His smirk vanishes and he stares down at me steadily, unnerving me enough that I drop my arms and take a step backward.

“Haven’t done much hunting at night, have you, Lady Jane?”

“What has that to do with anything?” I frown. “Do I look the sort of young lady who hunts at night?”

He laughs. “At the moment I wouldn’t take a wager on it one way or the other. You’re full of surprises. I wouldn’t have thought you capable of cutting my throat either, and yet a few minutes ago you seemed ready to do exactly that.”

“I didn’t know it was you,” I mumble. “Not until after…”

“Yet here you are threatening me again.”

“Mr. Sinclair, am I to gather from this roundaboutation that you cannot actually guide us back to the house? Is all your talk about looping routes and shortest distances merely bragging on your part?”

“I don’t brag.” He glances up at the clouded sky, as if reorienting himself. “Provided you don’t stand here jawing me dead too much longer, and those clouds don’t change shape any faster than they are now, then yes, I will be happy to show you the quickest path home, my lady. Unless, of course, you prefer to take the long way? I know how much you enjoy my company, and I wouldn’t want to deprive you, but it seems to me we’ve a fairly serious matter to attend to this evening.”

“Good heavens, Mr. Sinclair! Do you make a study in how to annoy me? For pity’s sake, let’s be on our way.” I roll out my hand indicating he should take the lead.

Instead, he bows, overdoing it on purpose. While I am casting my gaze heavenward in a silent plea for patience, he swoops me up in his arms, cradling me like a helpless infant.

“Put me down this instant!” I slap my hand against his chest.

“We are in a hurry, Lady Jane. I haven’t time to humor you.” His long legs are covering the hillside in strides that far outpace anything I could do. “First off, there isn’t one single solitary soul out here in the black of night to observe your sacred proprieties. Second, if you injure yourself it will slow us down even more. Do you want to catch this traitor or not?”

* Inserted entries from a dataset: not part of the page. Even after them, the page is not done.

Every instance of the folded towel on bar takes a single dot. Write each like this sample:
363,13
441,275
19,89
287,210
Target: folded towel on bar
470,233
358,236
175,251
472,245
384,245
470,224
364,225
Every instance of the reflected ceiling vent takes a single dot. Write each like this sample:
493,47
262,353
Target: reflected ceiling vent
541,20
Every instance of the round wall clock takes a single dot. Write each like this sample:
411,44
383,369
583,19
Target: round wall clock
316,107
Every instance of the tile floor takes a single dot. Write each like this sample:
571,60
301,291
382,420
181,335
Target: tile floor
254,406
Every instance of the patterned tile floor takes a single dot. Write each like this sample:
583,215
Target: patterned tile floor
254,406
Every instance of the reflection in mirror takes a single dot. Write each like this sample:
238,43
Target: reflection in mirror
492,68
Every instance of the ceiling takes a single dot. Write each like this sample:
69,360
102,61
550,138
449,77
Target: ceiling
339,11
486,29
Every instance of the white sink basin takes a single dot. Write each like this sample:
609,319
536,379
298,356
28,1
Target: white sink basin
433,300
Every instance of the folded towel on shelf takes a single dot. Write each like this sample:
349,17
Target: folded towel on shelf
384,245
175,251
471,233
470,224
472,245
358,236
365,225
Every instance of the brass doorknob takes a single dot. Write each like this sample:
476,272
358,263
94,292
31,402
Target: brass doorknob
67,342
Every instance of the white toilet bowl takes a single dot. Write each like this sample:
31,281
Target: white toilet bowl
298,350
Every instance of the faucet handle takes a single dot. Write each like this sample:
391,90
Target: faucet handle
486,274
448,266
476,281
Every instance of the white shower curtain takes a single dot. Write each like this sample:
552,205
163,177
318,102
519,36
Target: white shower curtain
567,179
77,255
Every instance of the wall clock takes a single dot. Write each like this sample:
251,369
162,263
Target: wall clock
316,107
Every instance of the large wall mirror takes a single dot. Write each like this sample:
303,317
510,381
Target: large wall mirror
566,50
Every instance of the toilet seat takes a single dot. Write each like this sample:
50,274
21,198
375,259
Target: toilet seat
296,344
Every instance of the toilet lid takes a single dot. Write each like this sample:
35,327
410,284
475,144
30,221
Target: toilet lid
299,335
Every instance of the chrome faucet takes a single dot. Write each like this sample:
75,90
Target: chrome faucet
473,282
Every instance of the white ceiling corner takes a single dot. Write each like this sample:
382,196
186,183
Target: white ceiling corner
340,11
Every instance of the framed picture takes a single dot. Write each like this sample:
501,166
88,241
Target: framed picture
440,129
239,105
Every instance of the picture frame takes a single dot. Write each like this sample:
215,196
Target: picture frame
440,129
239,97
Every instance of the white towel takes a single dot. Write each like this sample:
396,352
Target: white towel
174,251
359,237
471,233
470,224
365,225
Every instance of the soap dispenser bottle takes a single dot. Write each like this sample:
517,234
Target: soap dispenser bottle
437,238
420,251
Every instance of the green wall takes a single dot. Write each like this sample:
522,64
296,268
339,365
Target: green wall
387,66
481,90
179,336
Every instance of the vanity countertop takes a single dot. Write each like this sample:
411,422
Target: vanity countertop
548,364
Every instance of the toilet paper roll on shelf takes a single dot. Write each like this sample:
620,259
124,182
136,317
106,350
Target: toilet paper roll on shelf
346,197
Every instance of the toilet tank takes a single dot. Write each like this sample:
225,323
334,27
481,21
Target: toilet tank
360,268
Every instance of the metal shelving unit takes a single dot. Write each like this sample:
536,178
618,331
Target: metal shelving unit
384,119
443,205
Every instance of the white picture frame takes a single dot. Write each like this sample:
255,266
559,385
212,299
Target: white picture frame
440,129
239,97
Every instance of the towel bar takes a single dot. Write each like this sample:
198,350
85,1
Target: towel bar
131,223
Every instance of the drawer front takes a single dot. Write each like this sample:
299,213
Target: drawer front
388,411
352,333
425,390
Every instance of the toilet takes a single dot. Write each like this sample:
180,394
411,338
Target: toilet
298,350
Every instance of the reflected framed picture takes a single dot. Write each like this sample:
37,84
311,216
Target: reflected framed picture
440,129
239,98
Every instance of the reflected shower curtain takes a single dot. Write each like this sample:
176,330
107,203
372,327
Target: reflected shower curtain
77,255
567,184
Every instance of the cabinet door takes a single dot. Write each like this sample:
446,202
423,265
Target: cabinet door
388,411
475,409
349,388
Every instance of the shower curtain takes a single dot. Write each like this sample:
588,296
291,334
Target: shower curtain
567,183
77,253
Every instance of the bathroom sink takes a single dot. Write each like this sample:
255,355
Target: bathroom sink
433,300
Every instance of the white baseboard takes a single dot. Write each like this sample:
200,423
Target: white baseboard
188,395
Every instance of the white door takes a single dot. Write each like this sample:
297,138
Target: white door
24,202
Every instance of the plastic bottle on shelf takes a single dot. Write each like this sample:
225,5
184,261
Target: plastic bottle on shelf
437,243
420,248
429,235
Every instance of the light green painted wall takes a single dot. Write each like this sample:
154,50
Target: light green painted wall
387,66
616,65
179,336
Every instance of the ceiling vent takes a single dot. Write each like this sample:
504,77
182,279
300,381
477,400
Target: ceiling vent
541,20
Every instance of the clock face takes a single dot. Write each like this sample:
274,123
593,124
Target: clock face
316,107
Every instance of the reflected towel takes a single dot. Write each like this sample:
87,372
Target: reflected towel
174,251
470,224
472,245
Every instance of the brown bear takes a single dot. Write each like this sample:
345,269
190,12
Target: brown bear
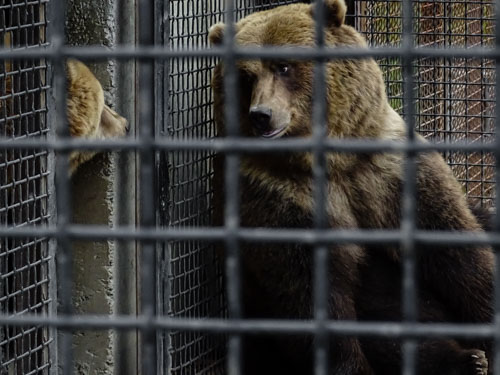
363,191
88,115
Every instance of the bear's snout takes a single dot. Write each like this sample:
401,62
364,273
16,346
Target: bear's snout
260,117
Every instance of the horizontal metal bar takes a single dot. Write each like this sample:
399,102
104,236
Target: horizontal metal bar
380,329
302,236
241,145
295,53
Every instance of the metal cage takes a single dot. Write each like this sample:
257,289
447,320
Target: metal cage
189,319
25,264
454,101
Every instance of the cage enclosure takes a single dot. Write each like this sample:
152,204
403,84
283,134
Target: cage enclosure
454,101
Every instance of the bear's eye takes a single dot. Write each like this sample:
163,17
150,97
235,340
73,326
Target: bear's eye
283,69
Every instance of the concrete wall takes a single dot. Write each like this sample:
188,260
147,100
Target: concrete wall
103,193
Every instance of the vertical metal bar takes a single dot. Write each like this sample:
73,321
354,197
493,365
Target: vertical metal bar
147,199
320,202
496,223
63,201
408,222
125,202
231,214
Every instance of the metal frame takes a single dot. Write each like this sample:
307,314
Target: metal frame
64,232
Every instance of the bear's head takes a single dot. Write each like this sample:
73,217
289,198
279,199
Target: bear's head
276,95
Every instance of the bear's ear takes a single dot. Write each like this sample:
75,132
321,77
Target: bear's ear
335,12
216,34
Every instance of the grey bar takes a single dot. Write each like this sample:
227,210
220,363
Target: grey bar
64,255
247,145
231,182
408,225
297,53
321,256
496,221
146,188
267,326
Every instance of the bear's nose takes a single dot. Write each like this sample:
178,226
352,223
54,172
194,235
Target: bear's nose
261,117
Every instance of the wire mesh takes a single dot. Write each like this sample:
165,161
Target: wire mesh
454,96
454,101
24,195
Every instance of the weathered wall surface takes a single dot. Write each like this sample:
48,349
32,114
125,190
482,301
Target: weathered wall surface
97,268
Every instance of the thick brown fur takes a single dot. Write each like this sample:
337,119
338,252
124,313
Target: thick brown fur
364,191
88,115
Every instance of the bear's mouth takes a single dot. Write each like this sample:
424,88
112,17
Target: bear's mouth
274,133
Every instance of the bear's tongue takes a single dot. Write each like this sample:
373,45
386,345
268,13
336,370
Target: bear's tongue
272,133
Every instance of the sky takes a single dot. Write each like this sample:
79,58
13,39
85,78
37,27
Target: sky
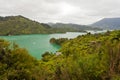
64,11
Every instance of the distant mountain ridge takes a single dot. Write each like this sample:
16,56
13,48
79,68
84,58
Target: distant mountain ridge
72,26
15,25
108,23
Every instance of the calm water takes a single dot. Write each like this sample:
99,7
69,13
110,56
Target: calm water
38,44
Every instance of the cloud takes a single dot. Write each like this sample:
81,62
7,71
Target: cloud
66,11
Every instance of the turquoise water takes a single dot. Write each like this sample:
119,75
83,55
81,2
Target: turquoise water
38,44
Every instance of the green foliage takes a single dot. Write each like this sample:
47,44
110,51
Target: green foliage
88,57
59,41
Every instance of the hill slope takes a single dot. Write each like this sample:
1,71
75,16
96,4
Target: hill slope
72,27
87,57
108,23
15,25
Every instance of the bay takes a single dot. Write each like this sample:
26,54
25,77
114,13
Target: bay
37,44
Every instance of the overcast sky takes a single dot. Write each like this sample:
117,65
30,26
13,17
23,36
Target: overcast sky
66,11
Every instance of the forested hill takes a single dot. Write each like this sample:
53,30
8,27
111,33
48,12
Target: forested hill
87,57
15,25
108,23
75,27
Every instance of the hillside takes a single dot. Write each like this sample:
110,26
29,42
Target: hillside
15,25
108,23
72,27
87,57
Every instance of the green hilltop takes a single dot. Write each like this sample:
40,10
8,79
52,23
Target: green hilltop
16,25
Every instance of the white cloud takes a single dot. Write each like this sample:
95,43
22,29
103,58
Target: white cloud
69,11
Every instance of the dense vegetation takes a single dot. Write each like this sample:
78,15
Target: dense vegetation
17,25
59,41
87,57
108,23
72,27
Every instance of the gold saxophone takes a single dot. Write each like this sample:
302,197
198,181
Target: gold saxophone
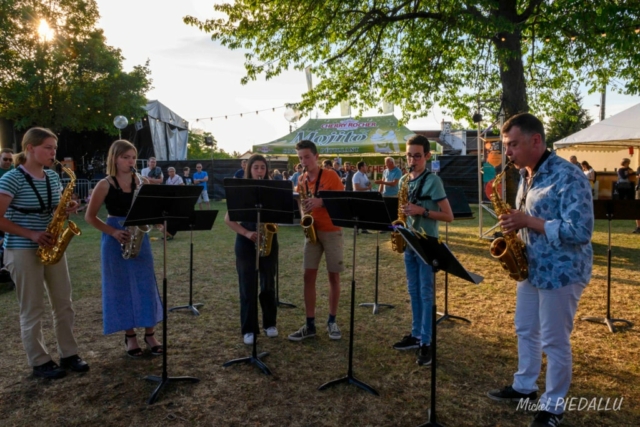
267,230
508,249
50,255
306,220
397,242
131,249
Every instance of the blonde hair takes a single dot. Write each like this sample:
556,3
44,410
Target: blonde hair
34,137
117,149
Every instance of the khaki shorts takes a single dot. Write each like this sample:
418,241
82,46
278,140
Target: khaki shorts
204,197
330,242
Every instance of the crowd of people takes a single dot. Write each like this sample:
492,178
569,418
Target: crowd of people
556,230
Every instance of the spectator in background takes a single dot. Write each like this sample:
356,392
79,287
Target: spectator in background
348,177
390,178
574,160
173,179
336,167
360,179
6,160
201,178
624,185
152,172
589,172
240,172
186,178
296,175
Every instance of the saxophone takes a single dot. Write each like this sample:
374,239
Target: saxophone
52,254
306,220
267,230
397,242
508,249
131,249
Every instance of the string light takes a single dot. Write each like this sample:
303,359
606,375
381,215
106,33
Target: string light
226,116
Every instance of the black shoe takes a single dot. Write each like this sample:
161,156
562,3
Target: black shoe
407,342
546,419
424,355
508,394
134,353
49,370
156,350
75,363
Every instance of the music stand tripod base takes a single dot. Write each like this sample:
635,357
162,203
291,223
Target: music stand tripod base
254,359
349,379
164,381
607,321
193,308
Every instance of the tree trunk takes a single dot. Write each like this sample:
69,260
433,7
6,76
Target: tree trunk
514,88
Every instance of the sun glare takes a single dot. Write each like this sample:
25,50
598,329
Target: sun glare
44,31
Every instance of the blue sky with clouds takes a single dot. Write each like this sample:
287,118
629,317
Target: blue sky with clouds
199,79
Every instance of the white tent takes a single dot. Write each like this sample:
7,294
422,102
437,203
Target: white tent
169,132
615,133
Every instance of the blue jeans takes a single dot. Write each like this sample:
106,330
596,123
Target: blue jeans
420,286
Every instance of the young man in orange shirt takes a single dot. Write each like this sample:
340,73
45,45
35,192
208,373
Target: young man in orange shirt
329,241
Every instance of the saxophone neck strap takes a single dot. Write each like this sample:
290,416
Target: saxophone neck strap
317,185
414,194
43,209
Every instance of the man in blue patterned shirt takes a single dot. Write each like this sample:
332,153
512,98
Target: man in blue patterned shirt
555,221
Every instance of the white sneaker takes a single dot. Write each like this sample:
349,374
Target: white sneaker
271,332
248,339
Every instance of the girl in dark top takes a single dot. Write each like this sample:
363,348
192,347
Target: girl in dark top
245,249
625,186
130,297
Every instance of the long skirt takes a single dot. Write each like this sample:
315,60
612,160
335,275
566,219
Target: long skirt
130,297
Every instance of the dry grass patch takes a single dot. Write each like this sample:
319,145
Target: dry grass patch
473,358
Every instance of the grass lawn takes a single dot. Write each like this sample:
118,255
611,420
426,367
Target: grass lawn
472,358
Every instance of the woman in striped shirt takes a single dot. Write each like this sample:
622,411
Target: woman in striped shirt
29,195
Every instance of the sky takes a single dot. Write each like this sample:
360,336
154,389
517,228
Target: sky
199,79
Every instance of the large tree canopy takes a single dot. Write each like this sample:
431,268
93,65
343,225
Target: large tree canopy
416,53
69,80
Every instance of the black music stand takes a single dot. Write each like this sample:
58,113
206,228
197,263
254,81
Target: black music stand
389,202
438,255
352,209
296,216
461,210
258,201
610,210
155,204
202,220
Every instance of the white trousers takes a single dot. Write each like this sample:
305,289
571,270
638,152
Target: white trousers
32,279
544,321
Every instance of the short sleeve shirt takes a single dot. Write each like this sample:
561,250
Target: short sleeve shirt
201,175
391,175
15,185
428,196
328,181
360,179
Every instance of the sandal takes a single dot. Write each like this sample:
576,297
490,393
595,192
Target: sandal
135,353
156,350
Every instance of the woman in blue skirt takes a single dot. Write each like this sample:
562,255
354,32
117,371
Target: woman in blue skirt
130,297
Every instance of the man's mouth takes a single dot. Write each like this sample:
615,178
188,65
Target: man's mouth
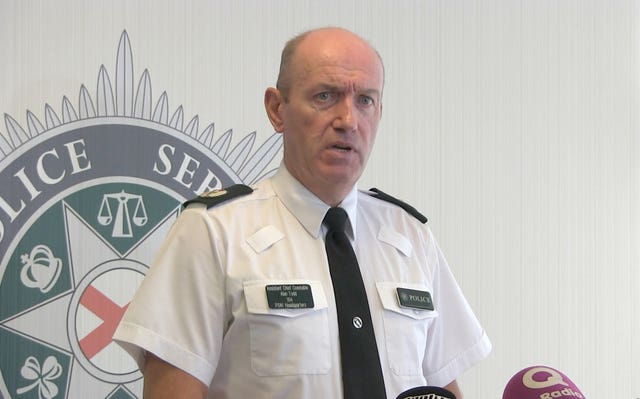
342,147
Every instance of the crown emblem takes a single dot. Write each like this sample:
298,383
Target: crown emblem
40,269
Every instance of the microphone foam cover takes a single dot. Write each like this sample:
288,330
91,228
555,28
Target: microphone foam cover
541,382
426,393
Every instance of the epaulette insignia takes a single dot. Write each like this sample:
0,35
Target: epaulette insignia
219,196
374,192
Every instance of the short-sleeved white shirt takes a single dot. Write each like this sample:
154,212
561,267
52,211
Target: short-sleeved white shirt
203,307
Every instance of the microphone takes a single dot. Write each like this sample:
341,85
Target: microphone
541,382
426,393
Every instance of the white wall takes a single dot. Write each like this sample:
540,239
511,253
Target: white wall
512,124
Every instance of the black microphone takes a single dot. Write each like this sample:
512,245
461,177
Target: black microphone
426,393
541,382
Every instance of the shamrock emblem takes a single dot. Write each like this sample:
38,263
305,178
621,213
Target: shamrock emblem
42,377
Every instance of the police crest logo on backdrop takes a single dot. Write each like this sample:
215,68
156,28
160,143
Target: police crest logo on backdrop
85,200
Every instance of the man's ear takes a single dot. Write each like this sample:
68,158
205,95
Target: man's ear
273,102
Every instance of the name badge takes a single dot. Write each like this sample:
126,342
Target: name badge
289,296
414,299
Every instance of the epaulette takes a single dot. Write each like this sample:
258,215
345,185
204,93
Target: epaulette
374,192
219,196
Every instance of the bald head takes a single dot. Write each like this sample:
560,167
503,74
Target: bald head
314,39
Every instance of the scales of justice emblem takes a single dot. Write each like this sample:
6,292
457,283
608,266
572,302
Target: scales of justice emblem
86,199
123,218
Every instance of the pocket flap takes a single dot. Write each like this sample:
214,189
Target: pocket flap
255,293
389,296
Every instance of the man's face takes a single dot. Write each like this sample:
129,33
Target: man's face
331,115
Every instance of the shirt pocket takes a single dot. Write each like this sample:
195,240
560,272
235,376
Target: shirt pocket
405,329
287,341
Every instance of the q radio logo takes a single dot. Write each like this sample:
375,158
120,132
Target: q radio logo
85,201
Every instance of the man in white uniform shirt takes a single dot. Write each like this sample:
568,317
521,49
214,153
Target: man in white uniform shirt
203,325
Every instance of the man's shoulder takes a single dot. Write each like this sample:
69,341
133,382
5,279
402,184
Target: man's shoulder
380,197
216,197
230,195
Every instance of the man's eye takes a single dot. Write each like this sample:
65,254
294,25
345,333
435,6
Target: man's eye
324,96
366,100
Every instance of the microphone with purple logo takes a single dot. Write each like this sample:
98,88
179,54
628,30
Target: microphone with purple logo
541,382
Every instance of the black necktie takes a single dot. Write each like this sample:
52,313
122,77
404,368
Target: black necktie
361,371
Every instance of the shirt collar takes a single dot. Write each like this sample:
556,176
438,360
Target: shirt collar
307,207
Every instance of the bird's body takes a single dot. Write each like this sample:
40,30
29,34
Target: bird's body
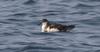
53,27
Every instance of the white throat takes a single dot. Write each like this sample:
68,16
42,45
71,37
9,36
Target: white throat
44,24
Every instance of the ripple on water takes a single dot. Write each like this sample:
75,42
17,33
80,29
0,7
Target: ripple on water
29,2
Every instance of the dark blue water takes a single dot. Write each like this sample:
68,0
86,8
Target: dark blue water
20,29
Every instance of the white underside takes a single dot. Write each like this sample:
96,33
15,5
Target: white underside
48,29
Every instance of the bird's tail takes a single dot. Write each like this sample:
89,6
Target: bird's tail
70,27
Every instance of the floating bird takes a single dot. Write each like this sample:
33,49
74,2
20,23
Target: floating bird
53,27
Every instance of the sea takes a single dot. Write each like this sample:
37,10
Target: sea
20,25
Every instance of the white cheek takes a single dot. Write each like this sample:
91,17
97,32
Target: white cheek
53,30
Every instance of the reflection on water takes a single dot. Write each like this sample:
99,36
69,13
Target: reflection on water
20,29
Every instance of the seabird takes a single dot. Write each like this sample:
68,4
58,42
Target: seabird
53,27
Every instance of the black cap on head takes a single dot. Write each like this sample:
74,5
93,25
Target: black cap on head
44,20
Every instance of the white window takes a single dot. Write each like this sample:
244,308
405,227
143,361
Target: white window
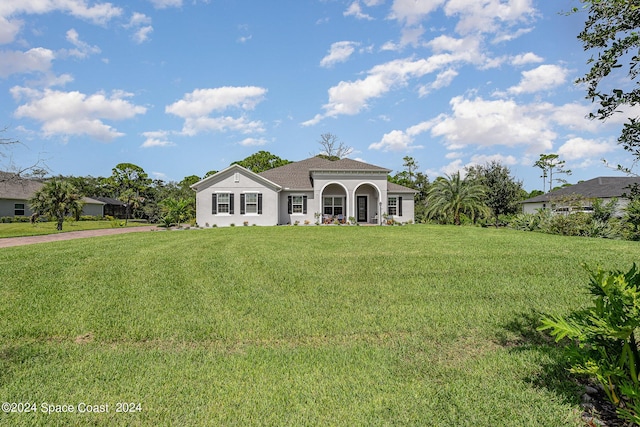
223,202
392,206
251,203
333,206
296,204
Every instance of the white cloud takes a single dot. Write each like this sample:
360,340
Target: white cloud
499,122
411,11
355,10
195,125
339,52
541,78
443,79
37,60
153,142
195,108
142,34
398,140
98,13
141,26
525,58
253,142
351,97
82,49
9,29
74,113
163,4
202,102
579,148
156,139
481,159
488,15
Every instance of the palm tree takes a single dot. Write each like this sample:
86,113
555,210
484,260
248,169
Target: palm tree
452,196
57,198
176,210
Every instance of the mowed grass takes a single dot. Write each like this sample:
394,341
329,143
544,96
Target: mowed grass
414,325
20,229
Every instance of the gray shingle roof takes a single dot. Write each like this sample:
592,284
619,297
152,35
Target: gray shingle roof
17,188
601,187
297,175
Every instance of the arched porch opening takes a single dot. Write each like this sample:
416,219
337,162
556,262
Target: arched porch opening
334,200
367,204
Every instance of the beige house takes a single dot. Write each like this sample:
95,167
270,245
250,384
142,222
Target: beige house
15,193
315,190
579,197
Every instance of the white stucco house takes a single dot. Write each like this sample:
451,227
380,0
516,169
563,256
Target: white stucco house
311,190
604,188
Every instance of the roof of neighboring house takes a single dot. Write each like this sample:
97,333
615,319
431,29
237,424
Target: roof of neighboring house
92,201
15,187
392,187
297,175
596,188
109,201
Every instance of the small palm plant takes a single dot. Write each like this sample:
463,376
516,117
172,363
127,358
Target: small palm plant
57,198
603,338
452,196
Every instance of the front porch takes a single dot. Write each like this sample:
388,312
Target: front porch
362,206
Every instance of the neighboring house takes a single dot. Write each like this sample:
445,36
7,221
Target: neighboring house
15,193
581,195
312,190
113,207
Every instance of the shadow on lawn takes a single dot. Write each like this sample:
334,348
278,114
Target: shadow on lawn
521,334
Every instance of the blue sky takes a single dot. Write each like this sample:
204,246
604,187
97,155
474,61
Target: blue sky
182,87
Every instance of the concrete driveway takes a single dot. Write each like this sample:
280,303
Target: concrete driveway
29,240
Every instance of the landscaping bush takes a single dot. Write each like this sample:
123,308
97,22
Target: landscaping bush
602,342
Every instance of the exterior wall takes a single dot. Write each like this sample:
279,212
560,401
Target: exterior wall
350,185
534,207
290,218
408,207
7,207
92,209
373,203
236,182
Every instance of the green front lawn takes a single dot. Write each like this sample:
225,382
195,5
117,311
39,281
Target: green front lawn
21,229
413,325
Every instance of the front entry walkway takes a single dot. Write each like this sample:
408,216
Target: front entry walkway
29,240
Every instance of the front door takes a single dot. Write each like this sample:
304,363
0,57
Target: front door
362,208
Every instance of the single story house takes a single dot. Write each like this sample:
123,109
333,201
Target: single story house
315,190
16,191
563,200
113,207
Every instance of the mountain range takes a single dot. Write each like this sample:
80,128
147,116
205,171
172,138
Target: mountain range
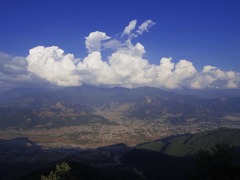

I say nothing, brooding because he is right again. The wretch. And I cannot believe he is carry ing me, holding me against his chest as if he has every right to such an intimate act. What’s worse, what is even more inexcusable, is that I do not altogether dislike it. In fact, I begin to feel self-conscious because I stink of rotting leaves and moldy muck. I am about to open my mouth and apologize when he cuts me off.

“Save your lectures, Lady Jane. When we get to the road I will set you on your feet, so no one will think you are a tavern wench.” He looks irritated for some reason. “Not that anyone ever would. One look at you puts that idea to rest once and for all. There is nothing about you nearly so comfortable or amiable as a tavern wench.”

Normally, his remarks set my teeth on edge. Normally, I have a quick rejoinder. Or, if I am at a loss for words, I sometimes feel an overwhelming urge to pummel him. Normally. But the fact that he finds me less amiable than a serving wench wounds me in unexpected places. I find I’m unable to speak. It’s as if he slapped me.

He shifts me in his arms as he wends his way sideways across the hill. “It would help if you could lower your standards enough to hang on to my neck,” he says rather gruffly, trying to maneuver us between two tall trees.

I wrap my arm up over his shoulder, still keeping mum, wishing I were someone else. Someone sweet and kind, like Sera. Or someone adorable and clever, like Georgie. Anyone else. Even a tavern wench.